0 posted 2000-02-18 05:51 PM


By the time I reached home, the bag seemed to have grown in weight. I could barely get it up to my room. I tossed it onto my bed and sat beside it. I desperately wanted to open it, but didn’t want to invade Epiphany’s private bag. So it sat there for the rest of the day. I lay down beside it and, exhausted, took a nap.

“Carrie,” my mother called. “Time for supper.”  I woke with a start and pulled the bag off my bed and shoved it in the closet. Carl wouldn’t think a second about going through the bag if he found it.

I spent the evening, at supper and later watching TV, waiting for the right moment to ask my dad to stop off at the Baptist church in the morning. He was usually asleep by eight o’clock and I wanted to ask before he got up at nine to go to bed.  At seven thirty, the phone rang.  My father, a deacon in the Methodist church, often got calls in the evening like this so it wasn’t unusual.

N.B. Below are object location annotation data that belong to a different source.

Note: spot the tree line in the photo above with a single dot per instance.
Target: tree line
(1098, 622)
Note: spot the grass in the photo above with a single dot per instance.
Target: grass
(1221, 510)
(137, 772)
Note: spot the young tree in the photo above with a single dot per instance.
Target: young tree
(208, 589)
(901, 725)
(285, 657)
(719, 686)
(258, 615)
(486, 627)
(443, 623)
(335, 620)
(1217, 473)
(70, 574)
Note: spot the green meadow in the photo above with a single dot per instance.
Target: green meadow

In a way I was glad, now he wouldn’t go off to bed right away.

He came back from taking the call in the kitchen and sat down in his favorite chair. He and mother discussed the call and because church business didn’t interest me, I barely listened. Until I heard the words ‘old colored woman’. I turned quickly and focused on their conversation.

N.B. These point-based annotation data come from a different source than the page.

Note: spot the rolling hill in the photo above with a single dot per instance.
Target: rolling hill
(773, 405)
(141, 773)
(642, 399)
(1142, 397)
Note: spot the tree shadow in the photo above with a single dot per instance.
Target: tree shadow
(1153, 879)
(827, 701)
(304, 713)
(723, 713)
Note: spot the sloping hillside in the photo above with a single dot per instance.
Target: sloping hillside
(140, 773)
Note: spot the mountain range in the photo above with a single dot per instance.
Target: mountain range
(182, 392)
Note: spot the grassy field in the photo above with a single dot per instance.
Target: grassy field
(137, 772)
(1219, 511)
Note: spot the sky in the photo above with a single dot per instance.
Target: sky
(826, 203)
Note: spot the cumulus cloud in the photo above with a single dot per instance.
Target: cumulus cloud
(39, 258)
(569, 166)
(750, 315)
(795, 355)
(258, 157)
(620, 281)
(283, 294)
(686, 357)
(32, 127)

“What on earth was an old colored woman doing at the church?” my mother asked.

“Some kid saw her outside and she said she was going to rest there for a bit tonight and wait for Sunday services.”

“Does she live around here? Does she have family here? I don’t remember any colored families in town.” My mother, lay her embroidery aside.

“All I know is what Reverend Dawson told me. An old colored woman was picked up sitting outside the church and when she couldn’t show Sheriff Tomlinson her identification, he drove her into Springfield. Said we don’t allow vagrants, even old women vagrants, in our town.”

“What?!” I fairly shouted out the question in panic.

“You never mind, Carrie. It’s not your business! Get upstairs and take your bath now.” My mother’s idea of dealing with me as usual was to send me from the room.

“I want to know what happened!” I said.

Both my mother and father looked at me strangely. I was the quiet twin, never asking for things, always following Carl’s lead. But here I was speaking out, almost demanding to have an answer.

“It doesn’t concern you.” My father stated as though that would end my curiosity.

I opened my mouth to speak and tell them that I’d met Epiphany that day, that I was holding something for her and maybe there was something in her bag that could identify her.  But something held me back. Something made me close my mouth, get up and leave the room.

When I reached my room, I sat on the bed, tears of sadness on my cheeks.  Springfield was over 100 miles away. There would be no way to get the bag to Epiphany tomorrow. I would have to come up with a plan.

The next morning, I decided to leave the bag in my closet and see if I could find out where Epiphany had been taken. I dressed in a daze, aware only that it was terribly hot. I was glad she wouldn’t be walking today.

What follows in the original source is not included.